Admit your mistake
I can live with most decisions made at council but I can’t live with the now adopted 13.2 per cent rate increase. In my opinion this council has got the rate increase wrong. The repercussions on the community are likely to be far more than anticipated. The council knows there will be people in this community who are going to face economic hardship when this rate increase goes ahead. Yet this council approved the increase anyway.
Recently, the community was confronted with a proposed fire and emergency services levy put forward by the state government but luckily the government came to its senses, recognised the proposed levy would have far-reaching impacts on the community and reconsidered its position. The government was big enough to recognise the mistake and change its mind.
On the other hand, the Greens/Gash alliance of the Shoalhaven were unable to realise this rate increase is a mistake and were unwilling change their minds.
It is not a bad thing to change one’s mind. It is a sign of listening to the community. Councillors need to shape and reshape their opinions regularly by talking to the residents they represent. There is a need for councillors to be fluid, flexible and open minded.
I have heard Cr Kaye Gartner say on several occasions the people she spoke to were happy to accept a rate increase. That may be the case in Vincentia where Cr Gartner lives. However, she should have visited Ward 3, the ward she represents, more often and she would have heard a different story.
Ward 3 is made up of 29 towns and villages and I can assure you the majority of people who live between Tabourie in the south and St Georges Basin in the north are not happy to accept yet another hefty rate increase. I’m not convinced the majority of residents living in Sanctuary Point, Huskisson, East Nowra, Worrigee, Nowra or Bomaderry are happy about it either.
At the extraordinary meeting on June 15 the Greens/Gash alliance demonstrated they were not listening to the community and were unwilling to change their mind or even consider an alternative.
Cr Mark Kitchener, Deputy Mayor
Myths need busting
I am writing on behalf of One Door Mental Health, a member of the Mental Illness Fellowship of Australia, to highlight a new awareness campaign designed to inform readers on schizophrenia.
Our campaign is all about breaking down barriers for people with severe mental illness. People with schizophrenia struggle to get the services they need, experience ongoing stigma and discrimination, and are among the most economically and socially marginalised people in Australia.
It’s a national tragedy that the average life expectancy of someone with schizophrenia is just 54 years.
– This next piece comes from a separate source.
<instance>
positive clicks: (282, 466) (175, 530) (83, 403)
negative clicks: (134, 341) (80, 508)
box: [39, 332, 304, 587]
We estimate less than 50 per cent of people who have schizophrenia are getting clinical or recovery assistance.
This is precisely why we ask readers to reach out. If you or someone you know has schizophrenia, we are here to help.
The Mental Illness Fellowship of Australia has a free service to help readers. Ring 1800 985 944 or visit minetworhs.org.au.
It is time we busted the myths that surround schizophrenia - like the idea people with schizophrenia never recover, people with schizophrenia have multiple personalities, or they are dangerous.
Many people with schizophrenia successfully manage their symptoms, and are able to live a meaningful and fulfilling life. Recovery is possible.
We urge people living with schizophrenia to reach out and access our services, join our peer networks, and get involved in our community activities. We are also here to support and offer our thanks to the huge network of carers, who work to build an inclusive society for the ones they love.
To the broader community, we ask that you join us in building a mentally healthy Australia - one where all of us get a fair go.